Tinkex.Tokenizer (Tinkex v0.3.4)
View SourceTokenization entrypoint for the Tinkex SDK.
This module will wrap the HuggingFace tokenizers NIF, resolve tokenizer IDs
(TrainingClient metadata + Llama-3 hack), and coordinate caching strategy via
ETS handles. Tokenizers are keyed by the resolved tokenizer ID and reused
across calls to avoid repeated downloads.
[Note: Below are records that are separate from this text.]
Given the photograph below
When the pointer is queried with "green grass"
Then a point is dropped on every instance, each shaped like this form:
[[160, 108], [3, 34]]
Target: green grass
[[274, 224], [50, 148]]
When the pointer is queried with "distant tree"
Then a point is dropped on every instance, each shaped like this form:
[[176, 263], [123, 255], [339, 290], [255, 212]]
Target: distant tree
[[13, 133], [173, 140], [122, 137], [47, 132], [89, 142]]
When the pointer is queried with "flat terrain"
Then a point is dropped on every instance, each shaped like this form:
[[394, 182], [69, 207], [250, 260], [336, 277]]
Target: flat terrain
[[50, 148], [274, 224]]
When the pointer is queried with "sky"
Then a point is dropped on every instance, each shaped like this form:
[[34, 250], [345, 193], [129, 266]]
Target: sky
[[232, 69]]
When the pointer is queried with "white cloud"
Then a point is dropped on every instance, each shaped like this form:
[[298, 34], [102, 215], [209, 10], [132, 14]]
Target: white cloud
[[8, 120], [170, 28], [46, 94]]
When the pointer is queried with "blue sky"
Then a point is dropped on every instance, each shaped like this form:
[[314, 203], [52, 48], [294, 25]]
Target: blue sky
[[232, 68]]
Chat templating is out of scope for
v1.0; callers must provide fully formatted prompts/strings before encoding.
Summary
Functions
Return the ETS table used for tokenizer caching.
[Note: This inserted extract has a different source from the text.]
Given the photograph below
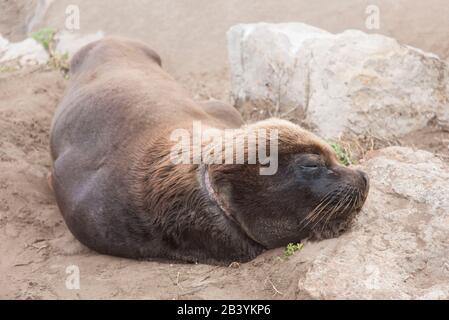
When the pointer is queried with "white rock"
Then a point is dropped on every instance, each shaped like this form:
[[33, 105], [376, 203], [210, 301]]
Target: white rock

Decode token IDs back to text using a cached tokenizer.
Encode text into token IDs using a cached tokenizer.
Convenience alias for encode/3.
Get a tokenizer handle from cache or load and cache it using the resolved ID.
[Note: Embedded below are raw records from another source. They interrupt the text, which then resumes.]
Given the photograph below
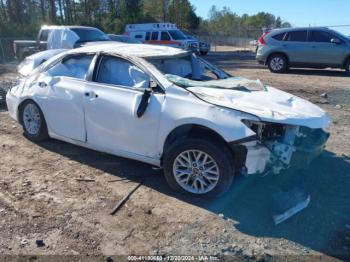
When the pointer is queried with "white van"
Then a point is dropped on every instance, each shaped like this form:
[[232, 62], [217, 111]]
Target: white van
[[161, 34]]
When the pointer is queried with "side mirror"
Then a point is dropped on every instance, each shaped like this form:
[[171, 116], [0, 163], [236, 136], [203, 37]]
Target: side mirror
[[143, 103], [336, 41]]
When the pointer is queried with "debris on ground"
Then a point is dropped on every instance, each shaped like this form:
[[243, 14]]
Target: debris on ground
[[40, 243], [85, 180], [338, 107], [24, 242], [123, 201], [287, 204]]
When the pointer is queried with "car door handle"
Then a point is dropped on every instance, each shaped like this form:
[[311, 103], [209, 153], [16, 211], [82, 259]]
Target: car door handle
[[91, 94], [42, 84]]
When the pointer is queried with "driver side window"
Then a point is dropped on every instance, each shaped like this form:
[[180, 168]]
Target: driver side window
[[121, 72]]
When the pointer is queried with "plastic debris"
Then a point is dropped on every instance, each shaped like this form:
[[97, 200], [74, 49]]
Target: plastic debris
[[287, 204]]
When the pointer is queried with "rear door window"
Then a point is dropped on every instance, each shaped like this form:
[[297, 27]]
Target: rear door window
[[297, 36], [76, 67], [154, 36], [44, 34], [320, 36], [165, 36], [279, 37], [121, 72]]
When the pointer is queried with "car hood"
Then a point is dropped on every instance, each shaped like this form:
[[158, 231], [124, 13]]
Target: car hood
[[251, 96], [270, 105], [33, 61]]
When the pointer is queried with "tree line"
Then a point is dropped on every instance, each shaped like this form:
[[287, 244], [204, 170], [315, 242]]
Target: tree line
[[23, 18]]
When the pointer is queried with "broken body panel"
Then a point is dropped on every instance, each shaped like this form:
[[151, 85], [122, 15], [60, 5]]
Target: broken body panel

Resolve the tokenizer ID for the given model.
Types
@type handle() :: Tokenizers.Tokenizer.t() | TiktokenEx.Encoding.t()
Loaded tokenizer handle.
@type tokenizer_id() :: String.t()
Identifier for a tokenizer (e.g., HuggingFace repo name).
Functions
Return the ETS table used for tokenizer caching.
Tests can override this via __supertester_set_table__/2.
@spec decode([integer()], tokenizer_id() | String.t(), keyword()) :: {:ok, String.t()} | {:error, Tinkex.Error.t()}
Decode token IDs back to text using a cached tokenizer.
Mirrors encode/3 with the same caching and error contract.
@spec encode(String.t(), tokenizer_id() | String.t(), keyword()) :: {:ok, [integer()]} | {:error, Tinkex.Error.t()}
Encode text into token IDs using a cached tokenizer.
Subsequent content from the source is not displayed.